Dad always liked to ask that question after any festive event. If
we had a birthday party, “Was that a good birthday for ya, Angela?” Thanksgiving dinner, “Was that some good turkey, kids?” Arbor Day, “Aren't those some good trees, kids?”

“Yes. Thanks, Dad,” I echoed the rest of my siblings. 
 
My family is a deeply religious family, and Christmas is a deeply religious holiday. For most religious families Christmas lasts the entire day, not just the time it takes to tear open our brown paper packages tied up with string, which, of course, is just one of a few of my favorite things. That particular Christmas was a little different, though. It felt like Christmas only until we finished tearing open our toys, then it became just another day.

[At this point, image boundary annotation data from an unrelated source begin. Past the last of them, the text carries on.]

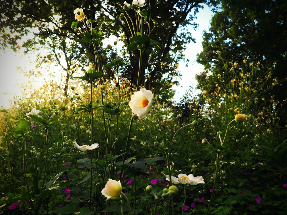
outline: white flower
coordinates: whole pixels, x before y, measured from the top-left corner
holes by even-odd
[[[39,113],[41,112],[41,111],[39,110],[37,110],[36,108],[34,108],[32,109],[32,110],[30,111],[30,112],[28,113],[28,114],[26,114],[26,116],[28,116],[28,117],[30,117],[28,115],[35,115],[35,116],[37,116],[38,117],[40,117],[40,116],[39,115]]]
[[[61,91],[59,91],[57,94],[56,94],[54,96],[54,99],[58,99],[62,95],[62,92]]]
[[[81,151],[84,151],[93,150],[93,149],[94,149],[95,148],[99,148],[99,144],[98,143],[94,143],[90,146],[87,145],[83,145],[81,146],[79,146],[75,141],[74,142],[73,144],[76,148],[78,149],[79,149]]]
[[[140,91],[136,92],[131,96],[129,105],[133,113],[137,114],[140,119],[150,110],[153,97],[152,91],[145,88],[141,89]]]
[[[131,4],[137,5],[140,7],[141,7],[144,6],[144,4],[146,0],[133,0]],[[125,2],[124,2],[124,4],[126,5],[128,7],[131,7],[131,4],[127,3],[127,1],[125,1]]]
[[[80,14],[78,14],[78,12],[80,12]],[[75,19],[77,19],[78,21],[82,21],[85,19],[85,13],[83,12],[83,9],[77,7],[77,9],[74,11],[74,14],[75,14]]]
[[[164,175],[166,178],[166,179],[169,181],[169,175]],[[180,183],[183,184],[188,184],[191,185],[196,185],[198,184],[204,183],[204,180],[203,179],[202,176],[196,176],[194,177],[192,174],[189,174],[187,175],[185,174],[181,173],[178,175],[178,178],[172,176],[171,182],[174,184],[178,184]]]
[[[107,200],[119,198],[122,191],[121,181],[117,181],[109,178],[105,187],[102,190],[102,194],[107,198]]]

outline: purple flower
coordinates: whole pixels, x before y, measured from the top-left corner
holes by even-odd
[[[64,187],[63,187],[62,188],[63,188],[63,192],[65,192],[67,193],[70,193],[70,192],[71,192],[70,190],[67,188],[66,188]]]
[[[67,199],[69,198],[70,198],[70,197],[71,196],[71,194],[69,193],[69,194],[67,195],[67,197],[65,198],[65,199],[67,200]]]
[[[9,210],[12,210],[13,209],[16,209],[17,207],[18,207],[18,206],[19,205],[19,202],[13,203],[11,205],[11,206],[9,207]]]
[[[153,179],[150,181],[150,183],[152,184],[156,184],[156,182],[157,182],[158,180],[156,179]]]
[[[127,184],[126,184],[127,185],[129,185],[130,184],[131,184],[131,182],[132,181],[133,181],[132,179],[131,179],[131,180],[128,181],[127,181]]]

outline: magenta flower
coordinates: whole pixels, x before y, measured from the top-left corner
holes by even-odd
[[[156,179],[153,179],[150,181],[150,183],[152,184],[154,184],[156,183],[156,182],[157,182],[158,180]]]
[[[129,181],[127,181],[127,183],[126,183],[127,185],[129,185],[130,184],[131,184],[131,182],[132,181],[133,181],[133,179],[131,179],[131,180],[129,180]]]
[[[18,206],[19,205],[19,202],[13,203],[11,205],[11,206],[9,207],[9,210],[13,210],[13,209],[16,209],[17,207],[18,207]]]

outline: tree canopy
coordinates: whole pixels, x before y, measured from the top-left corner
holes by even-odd
[[[159,44],[158,47],[149,47],[149,52],[143,56],[140,85],[154,88],[156,93],[163,86],[168,92],[171,83],[177,83],[174,77],[180,76],[177,64],[184,59],[182,53],[185,44],[194,40],[187,28],[196,27],[195,19],[199,9],[204,4],[210,3],[209,0],[146,1],[143,8],[147,10],[149,17],[146,21],[150,21],[148,19],[152,18],[158,25],[150,37]],[[0,38],[1,48],[16,50],[22,47],[27,53],[35,49],[44,49],[47,54],[38,56],[39,65],[47,61],[56,62],[67,72],[68,78],[71,71],[82,63],[79,61],[80,56],[91,58],[94,52],[92,47],[84,45],[82,36],[71,28],[75,21],[74,10],[82,8],[87,17],[95,19],[95,25],[99,26],[104,22],[102,28],[105,38],[114,35],[128,45],[131,34],[119,11],[123,5],[123,1],[118,0],[6,1],[2,5],[0,27],[5,30]],[[135,15],[132,13],[130,15]],[[108,79],[113,74],[112,69],[103,66],[108,62],[106,47],[102,43],[97,46],[102,63],[101,69],[105,72],[105,77]],[[121,75],[135,85],[139,52],[121,51],[122,57],[127,63],[120,68]],[[112,57],[115,55],[110,54]]]
[[[270,98],[274,95],[273,99],[284,103],[287,97],[286,85],[276,82],[286,80],[287,74],[287,3],[221,2],[212,18],[210,32],[204,34],[203,50],[198,55],[198,62],[205,68],[197,76],[198,88],[210,93],[220,85],[224,87],[235,77],[230,71],[234,64],[239,68],[245,68],[247,63],[257,64],[259,69],[270,68],[273,73],[268,81],[274,87],[265,96]],[[250,81],[262,78],[262,74],[255,74]],[[220,83],[214,78],[218,75],[222,79]],[[281,111],[284,120],[286,111],[286,107]]]

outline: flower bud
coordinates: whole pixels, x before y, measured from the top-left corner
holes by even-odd
[[[103,84],[102,84],[100,86],[100,89],[101,90],[104,90],[106,89],[106,86]]]
[[[194,120],[192,121],[192,125],[193,126],[197,126],[198,124],[198,123],[196,120]]]
[[[151,185],[148,185],[146,187],[146,191],[147,193],[150,193],[152,190],[152,186]]]
[[[179,189],[174,185],[172,185],[168,187],[168,193],[172,196],[175,196],[179,193]]]
[[[208,141],[207,141],[207,139],[206,138],[203,139],[201,141],[201,142],[204,144],[207,143],[208,142]]]
[[[234,118],[236,122],[242,122],[247,118],[247,115],[243,114],[239,114],[236,115]]]
[[[86,57],[84,55],[82,55],[81,56],[81,59],[84,61],[86,60]]]
[[[222,134],[222,132],[221,131],[218,131],[216,133],[216,134],[218,136],[219,136],[220,135],[221,135]]]
[[[136,120],[139,119],[139,117],[135,114],[133,114],[132,117],[133,120]]]

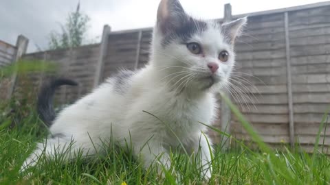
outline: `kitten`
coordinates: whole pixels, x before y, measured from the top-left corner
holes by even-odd
[[[199,122],[210,124],[215,119],[214,93],[228,83],[234,64],[234,41],[246,21],[221,25],[197,20],[185,13],[178,0],[162,0],[144,68],[109,78],[55,119],[47,99],[55,87],[74,82],[53,82],[44,90],[39,103],[44,110],[39,112],[52,123],[51,135],[45,149],[39,143],[22,171],[34,166],[44,149],[52,158],[54,148],[62,151],[72,138],[69,156],[80,148],[83,155],[96,153],[102,151],[102,140],[112,138],[124,147],[131,145],[146,168],[156,156],[168,168],[169,151],[177,147],[188,154],[200,151],[201,175],[210,177],[211,141]]]

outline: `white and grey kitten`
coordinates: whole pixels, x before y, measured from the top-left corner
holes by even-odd
[[[160,155],[159,162],[169,167],[170,150],[181,144],[189,154],[200,150],[201,175],[210,177],[210,140],[200,122],[210,124],[215,118],[214,93],[228,82],[234,40],[245,23],[246,18],[222,25],[195,19],[178,0],[162,0],[144,68],[109,78],[56,117],[48,99],[56,86],[74,83],[58,80],[41,92],[38,110],[52,122],[51,135],[45,149],[39,143],[22,171],[35,165],[43,150],[52,158],[54,149],[63,151],[72,138],[67,160],[79,149],[83,155],[99,152],[111,138],[124,147],[131,145],[146,167]]]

Being religious means we should take care of the less fortunate, especially around the holiday season, and that Christmas was the first Christmas in my life where my family was homeless. No, we didn’t need someone to bake us a ham or sacrifice some turkey for our hungry bellies because we weren’t hungry. We were just homeless.

“All right,” Mom said as soon as we all held our new Christmas toys. “Time to load up the moving truck.”

We had sold our house. We were moving to a whole new town. Dad had some interesting and unfortunate things happen with his hospital administration position where we were living in Fallon, Nevada, and after a short period of stress and worry, he found himself a new hospital administrator job in the small town of Caliente, Nevada. The timing of everything meant that we needed to be out on Christmas day. Feliz Navidad to us!

That’s how we spent Christmas Day in 1995, squatting in someone else’s home while they were away on vacation with our Uhaul sitting out front. We stayed there for a fortnight before we were finally allowed to move into our new place in Caliente. We not only had the moving truck loaded up (Dad drove that), but we also filled the little Toyota pickup (my buddy, Gota, manned that one), jam packed the Volkswagen van (my older brother, Bryan, behind the wheel there), and stuffed the GMC Suburban as well (that one was all mine to drive). 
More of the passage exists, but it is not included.